Vier kleine Stoffecken und ein Stück Kordel: Selbst Mannequins wagten es nicht, den Zweiteiler vor 70 Jahren im Pariser Schwimmbad Molitor der Öffentlichkeit zu präsentieren. Nur die Nackttänzerin Micheline Bernardini brachte den Mut auf, am 5. Juli 1946 erstmals den Bikini von Louis Réard vorzuführen. Dass dieses textile Nichts Aufsehen erregen würde, war bewusstes Kalkül. Dass es aber einen Skandal auslöste, überraschte nicht nur den Erfinder.

Dabei hatte Réard darauf gesetzt, dass seine Kreation die Modewelt von Grund auf erschütterte. Immerhin hatte er das Stückchen Stoff auf den Namen „Bikini“ getauft. Nur vier Tage zuvor hatten die Amerikaner erstmals einen Atombombentest auf dem gleichnamigen Pazifikatoll durchgeführt.

Das handverlesene Publikum jener Bademodenschau im vornehmen Art-déco-Schwimmbad war vollkommen fassungslos, als Micheline Bernardini im ultraknappen Zweiteiler über den Laufsteg spazierte. So unzureichend bedeckte der erste Bikini die Kurven der jungen Tänzerin, dass sie den damals hochgeschlossenen Zeiten nur als „so gut wie nackt“ bezeichnet werden konnte. Doch noch größer als die Aufregung, die die Schöpfung des gelernten Ingenieurs Louis Réard hervorrief, war die Empörung der Sittenwächter.

Der Bikini hat sogar die Emanzipation überlebt

Während die Bernardini nach ihrem Auftritt mit Hunderten von Verehrerbriefen überschüttet wurde und über Nacht zu Berühmtheit gelangte, landete Réard geradewegs vor dem Kadi. Und seine Erfindung, der Bikini? Er wurde mit einem Bann belegt. An den meisten Stränden wurde der anstößige Zweiteiler sofort verboten. Die Polizei pflegte umgehend einzuschreiten, wenn sich doch einmal ein Bikini unter einem Sonnenschirm zu zeigen wagte. Mit anderen Worten: Der Bikini erwies sich als Flop. Erst einmal jedenfalls. Aber 1953 schlägt seine zweite Geburtsstunde.

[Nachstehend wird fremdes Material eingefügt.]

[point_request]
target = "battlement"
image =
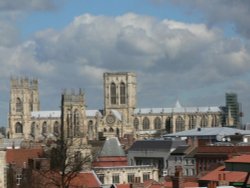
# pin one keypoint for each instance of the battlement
(24, 83)
(73, 97)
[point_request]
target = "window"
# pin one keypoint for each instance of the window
(76, 123)
(136, 123)
(32, 130)
(131, 178)
(192, 122)
(145, 123)
(203, 121)
(115, 178)
(146, 176)
(157, 123)
(214, 121)
(19, 105)
(168, 125)
(44, 128)
(78, 157)
(179, 124)
(122, 93)
(18, 179)
(19, 128)
(56, 128)
(113, 93)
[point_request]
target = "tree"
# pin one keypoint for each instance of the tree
(66, 161)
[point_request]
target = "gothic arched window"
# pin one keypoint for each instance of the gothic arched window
(113, 93)
(19, 105)
(157, 123)
(44, 128)
(136, 123)
(32, 129)
(56, 128)
(179, 124)
(19, 127)
(122, 93)
(76, 122)
(145, 123)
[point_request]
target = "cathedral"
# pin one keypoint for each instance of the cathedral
(119, 117)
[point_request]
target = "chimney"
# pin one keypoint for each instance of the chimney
(177, 179)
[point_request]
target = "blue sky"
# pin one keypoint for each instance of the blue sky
(191, 50)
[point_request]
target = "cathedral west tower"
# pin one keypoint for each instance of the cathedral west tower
(24, 98)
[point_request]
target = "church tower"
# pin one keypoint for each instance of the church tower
(74, 121)
(120, 94)
(24, 98)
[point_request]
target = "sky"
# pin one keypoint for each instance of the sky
(193, 51)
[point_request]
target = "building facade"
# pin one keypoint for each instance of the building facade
(120, 115)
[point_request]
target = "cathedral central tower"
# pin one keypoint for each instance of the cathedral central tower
(120, 94)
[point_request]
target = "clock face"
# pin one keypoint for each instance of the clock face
(110, 119)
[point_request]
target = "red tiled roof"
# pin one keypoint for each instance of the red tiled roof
(223, 149)
(19, 156)
(86, 179)
(169, 184)
(219, 174)
(123, 185)
(110, 161)
(51, 178)
(240, 159)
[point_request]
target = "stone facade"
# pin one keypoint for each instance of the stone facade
(3, 166)
(120, 115)
(126, 174)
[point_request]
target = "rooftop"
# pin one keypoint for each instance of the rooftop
(211, 131)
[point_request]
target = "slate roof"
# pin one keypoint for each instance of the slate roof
(112, 147)
(180, 150)
(240, 159)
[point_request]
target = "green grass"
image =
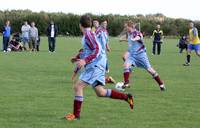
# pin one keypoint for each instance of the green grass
(36, 91)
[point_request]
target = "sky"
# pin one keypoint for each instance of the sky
(170, 8)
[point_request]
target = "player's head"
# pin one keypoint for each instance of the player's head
(130, 26)
(158, 26)
(85, 22)
(104, 24)
(7, 22)
(191, 24)
(25, 23)
(32, 24)
(51, 22)
(95, 23)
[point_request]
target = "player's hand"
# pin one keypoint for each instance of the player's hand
(80, 62)
(73, 59)
(74, 76)
(108, 50)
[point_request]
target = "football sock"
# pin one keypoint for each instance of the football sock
(188, 59)
(77, 106)
(157, 79)
(126, 75)
(118, 95)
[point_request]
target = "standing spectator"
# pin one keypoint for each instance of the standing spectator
(52, 32)
(25, 34)
(6, 35)
(38, 44)
(33, 33)
(183, 44)
(158, 36)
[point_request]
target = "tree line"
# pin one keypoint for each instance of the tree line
(69, 23)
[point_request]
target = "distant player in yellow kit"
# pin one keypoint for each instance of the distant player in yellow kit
(194, 43)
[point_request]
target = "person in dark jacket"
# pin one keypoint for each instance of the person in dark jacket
(6, 35)
(52, 32)
(183, 44)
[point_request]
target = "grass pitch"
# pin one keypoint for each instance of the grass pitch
(36, 90)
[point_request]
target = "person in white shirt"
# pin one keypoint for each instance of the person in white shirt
(33, 33)
(52, 32)
(25, 33)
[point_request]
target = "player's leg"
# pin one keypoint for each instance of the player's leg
(107, 67)
(53, 44)
(102, 92)
(78, 99)
(126, 74)
(154, 48)
(156, 77)
(197, 49)
(125, 57)
(49, 44)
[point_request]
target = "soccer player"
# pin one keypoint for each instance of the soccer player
(194, 43)
(137, 56)
(102, 36)
(94, 71)
(158, 36)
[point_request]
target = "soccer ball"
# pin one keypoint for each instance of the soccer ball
(119, 85)
(8, 49)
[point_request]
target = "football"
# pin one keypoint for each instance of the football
(119, 85)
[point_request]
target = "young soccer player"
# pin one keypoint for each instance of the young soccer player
(102, 36)
(194, 43)
(157, 41)
(137, 56)
(94, 71)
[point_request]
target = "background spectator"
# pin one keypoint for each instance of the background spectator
(52, 32)
(6, 35)
(33, 33)
(25, 34)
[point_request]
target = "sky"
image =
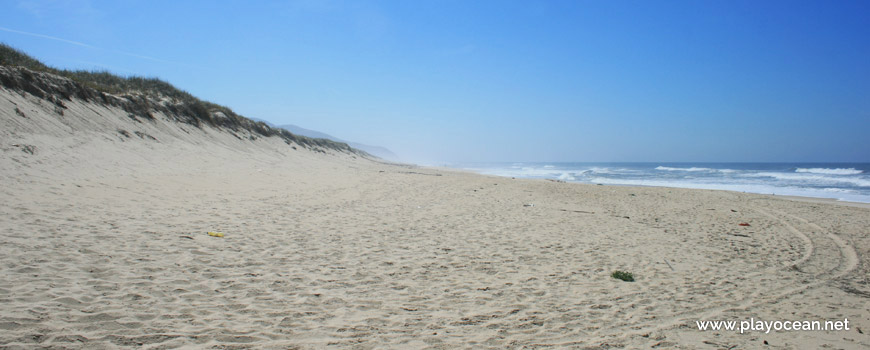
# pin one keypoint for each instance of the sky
(440, 81)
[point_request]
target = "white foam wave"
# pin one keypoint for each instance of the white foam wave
(809, 178)
(667, 168)
(844, 195)
(829, 171)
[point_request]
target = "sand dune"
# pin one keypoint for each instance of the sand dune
(104, 245)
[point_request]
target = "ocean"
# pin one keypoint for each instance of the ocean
(841, 181)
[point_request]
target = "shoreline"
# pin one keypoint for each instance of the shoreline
(826, 200)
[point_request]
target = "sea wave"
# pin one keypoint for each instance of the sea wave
(821, 179)
(667, 168)
(829, 171)
(711, 170)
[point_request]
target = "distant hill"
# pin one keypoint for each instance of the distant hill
(376, 151)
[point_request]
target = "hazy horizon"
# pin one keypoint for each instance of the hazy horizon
(494, 81)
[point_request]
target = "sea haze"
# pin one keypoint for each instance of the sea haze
(842, 181)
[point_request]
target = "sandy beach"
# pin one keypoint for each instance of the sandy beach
(104, 245)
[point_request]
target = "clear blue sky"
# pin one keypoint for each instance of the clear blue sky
(445, 80)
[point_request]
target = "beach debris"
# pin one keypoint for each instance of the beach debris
(669, 264)
(623, 275)
(578, 211)
(30, 149)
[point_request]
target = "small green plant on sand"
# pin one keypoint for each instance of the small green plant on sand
(623, 275)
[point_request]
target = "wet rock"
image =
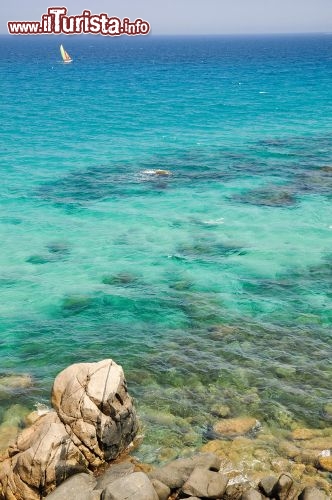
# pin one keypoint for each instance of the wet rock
(135, 486)
(95, 421)
(328, 411)
(162, 490)
(308, 457)
(221, 411)
(15, 415)
(267, 485)
(42, 456)
(235, 491)
(312, 493)
(319, 444)
(325, 462)
(302, 434)
(205, 483)
(58, 247)
(8, 434)
(115, 472)
(176, 473)
(236, 426)
(251, 494)
(79, 486)
(92, 401)
(285, 371)
(11, 383)
(288, 449)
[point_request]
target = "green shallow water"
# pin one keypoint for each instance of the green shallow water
(209, 286)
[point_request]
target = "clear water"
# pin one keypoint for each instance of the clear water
(209, 286)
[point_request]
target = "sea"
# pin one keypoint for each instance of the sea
(166, 202)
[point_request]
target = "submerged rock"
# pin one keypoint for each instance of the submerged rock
(120, 279)
(79, 486)
(176, 473)
(12, 383)
(135, 486)
(205, 483)
(236, 426)
(273, 197)
(39, 259)
(74, 304)
(58, 247)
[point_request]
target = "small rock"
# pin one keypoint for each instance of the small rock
(15, 415)
(251, 494)
(38, 259)
(162, 490)
(283, 487)
(267, 485)
(236, 426)
(328, 411)
(74, 304)
(325, 463)
(176, 473)
(221, 411)
(288, 449)
(113, 473)
(236, 490)
(134, 486)
(205, 483)
(285, 371)
(312, 493)
(11, 383)
(304, 434)
(120, 279)
(78, 486)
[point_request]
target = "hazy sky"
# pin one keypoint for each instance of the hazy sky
(192, 16)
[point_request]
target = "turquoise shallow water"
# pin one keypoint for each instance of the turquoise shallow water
(209, 285)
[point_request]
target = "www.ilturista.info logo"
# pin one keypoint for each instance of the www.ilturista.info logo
(57, 22)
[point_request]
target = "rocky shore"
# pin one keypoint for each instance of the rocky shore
(84, 448)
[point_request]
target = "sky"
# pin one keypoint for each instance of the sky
(192, 16)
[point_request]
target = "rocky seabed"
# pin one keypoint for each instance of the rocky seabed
(81, 449)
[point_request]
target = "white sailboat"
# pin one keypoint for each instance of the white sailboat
(65, 56)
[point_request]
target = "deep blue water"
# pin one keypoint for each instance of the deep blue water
(209, 285)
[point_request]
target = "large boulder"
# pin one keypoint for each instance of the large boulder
(42, 457)
(176, 473)
(92, 401)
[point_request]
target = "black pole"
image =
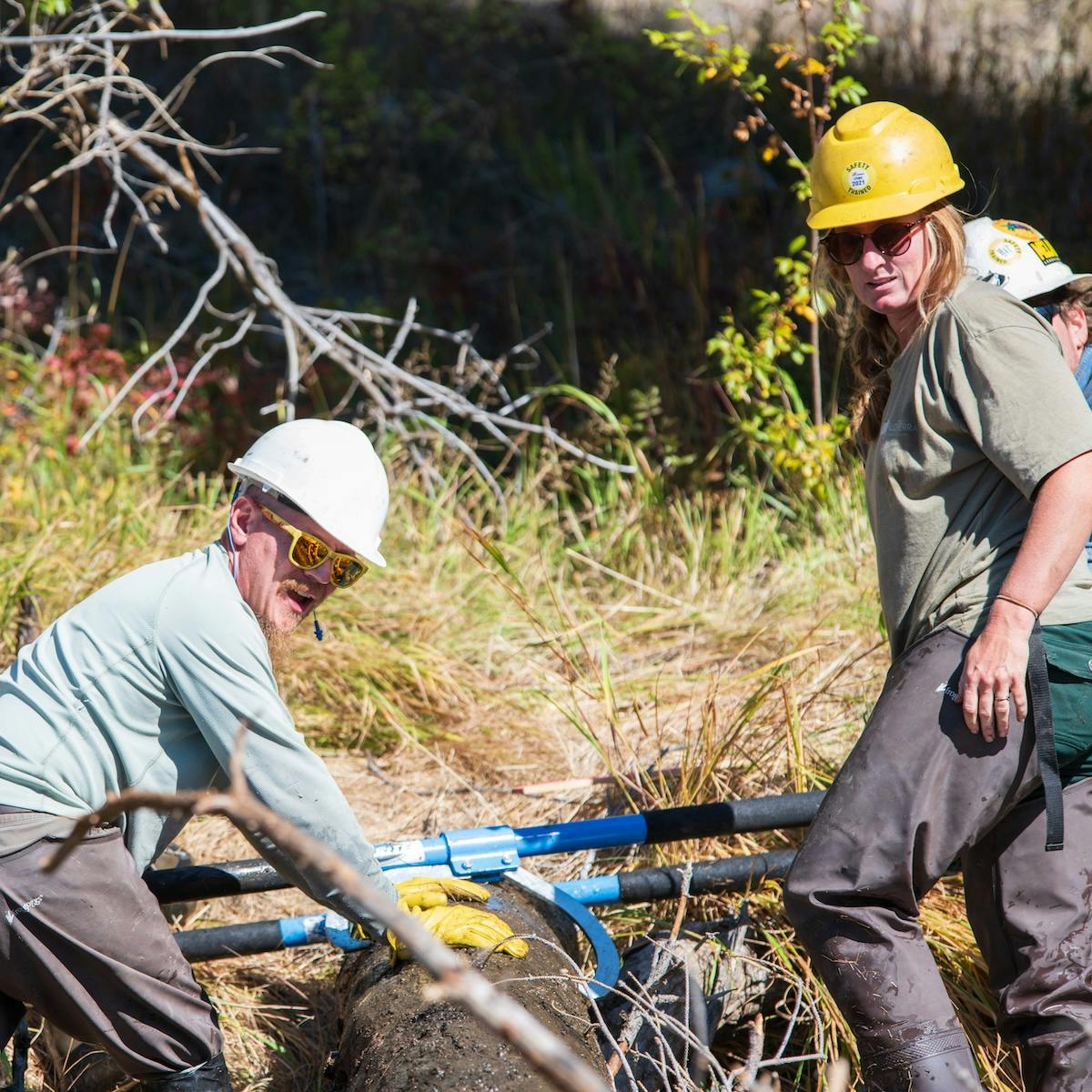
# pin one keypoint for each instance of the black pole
(224, 942)
(709, 877)
(664, 824)
(642, 885)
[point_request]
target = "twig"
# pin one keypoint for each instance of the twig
(456, 980)
(85, 37)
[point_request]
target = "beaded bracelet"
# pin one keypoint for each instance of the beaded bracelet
(1016, 602)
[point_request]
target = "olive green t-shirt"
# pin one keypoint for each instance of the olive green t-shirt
(982, 409)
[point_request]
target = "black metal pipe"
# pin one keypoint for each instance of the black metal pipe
(642, 885)
(709, 877)
(663, 824)
(732, 817)
(214, 882)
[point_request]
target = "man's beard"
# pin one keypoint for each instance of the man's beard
(279, 645)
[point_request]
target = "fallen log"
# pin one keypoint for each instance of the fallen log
(676, 995)
(394, 1037)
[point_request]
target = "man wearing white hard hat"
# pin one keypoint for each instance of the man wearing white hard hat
(143, 685)
(1022, 261)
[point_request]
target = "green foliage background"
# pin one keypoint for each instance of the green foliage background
(516, 164)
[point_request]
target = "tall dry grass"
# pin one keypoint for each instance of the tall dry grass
(691, 648)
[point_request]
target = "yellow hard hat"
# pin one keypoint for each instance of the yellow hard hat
(877, 162)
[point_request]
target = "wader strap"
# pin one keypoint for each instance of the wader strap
(1042, 722)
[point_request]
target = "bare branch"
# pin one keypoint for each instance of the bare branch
(457, 980)
(234, 34)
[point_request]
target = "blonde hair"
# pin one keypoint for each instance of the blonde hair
(872, 345)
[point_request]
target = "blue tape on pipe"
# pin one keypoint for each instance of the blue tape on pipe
(303, 931)
(593, 891)
(582, 834)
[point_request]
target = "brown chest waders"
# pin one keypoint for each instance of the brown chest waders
(917, 792)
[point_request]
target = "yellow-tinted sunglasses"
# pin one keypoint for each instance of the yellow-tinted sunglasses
(309, 551)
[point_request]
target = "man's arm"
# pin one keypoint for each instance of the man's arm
(217, 664)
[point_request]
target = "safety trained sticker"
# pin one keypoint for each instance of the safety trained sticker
(858, 178)
(1043, 249)
(1004, 251)
(1016, 228)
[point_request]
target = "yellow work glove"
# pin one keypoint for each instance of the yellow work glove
(425, 891)
(464, 926)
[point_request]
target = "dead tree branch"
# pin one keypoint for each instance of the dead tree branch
(456, 980)
(79, 85)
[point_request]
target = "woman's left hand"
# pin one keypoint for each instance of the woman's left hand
(992, 686)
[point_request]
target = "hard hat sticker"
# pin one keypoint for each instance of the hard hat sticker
(858, 178)
(1004, 251)
(1043, 249)
(1016, 228)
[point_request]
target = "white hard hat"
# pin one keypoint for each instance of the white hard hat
(1016, 257)
(329, 470)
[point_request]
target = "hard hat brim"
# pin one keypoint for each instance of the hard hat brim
(244, 473)
(866, 211)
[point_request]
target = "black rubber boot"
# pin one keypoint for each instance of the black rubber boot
(210, 1077)
(900, 1071)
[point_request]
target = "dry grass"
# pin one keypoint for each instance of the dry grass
(702, 640)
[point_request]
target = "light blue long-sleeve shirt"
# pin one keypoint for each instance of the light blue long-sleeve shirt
(143, 685)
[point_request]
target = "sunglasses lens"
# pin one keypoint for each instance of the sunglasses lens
(894, 239)
(844, 247)
(345, 571)
(308, 551)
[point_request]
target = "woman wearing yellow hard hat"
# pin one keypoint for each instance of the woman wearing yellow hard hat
(978, 480)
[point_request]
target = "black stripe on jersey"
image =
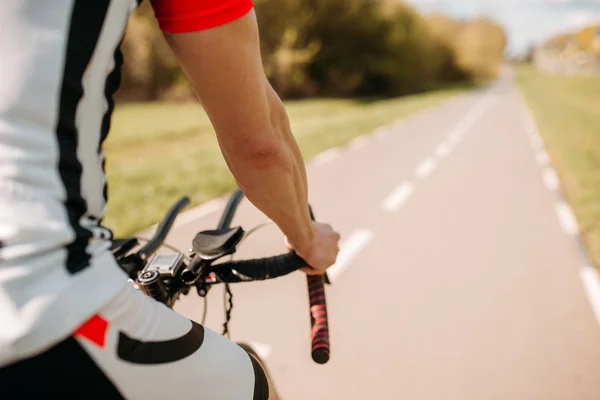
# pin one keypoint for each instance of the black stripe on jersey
(113, 82)
(160, 352)
(87, 19)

Auf dem Internationalen Filmfestival von Cannes kommt das 18-jährige und fast unbekannte Starlett Brigitte Bardot auf die Idee, sich in einem rosa karierten Bikini vor den Objektiven der Paparazzi auf dem Strand vor dem Nobelhotel „Carlton“ zu räkeln. Die Bilder gehen um die Welt, sie sind der Anfang vom Mythos BB und der Beginn des Siegeszugs des Bikinis.

Seither ist der Bikini nicht mehr wegzudenken aus der Bademode, der Werbung oder dem Film. Er hat alles mitgemacht und überlebt, sogar die Emanzipation. Als Provokation wird er heute, auch in Abwandlung zum G-String oder der minimalistischem Microkini, von keinem mehr angesehen.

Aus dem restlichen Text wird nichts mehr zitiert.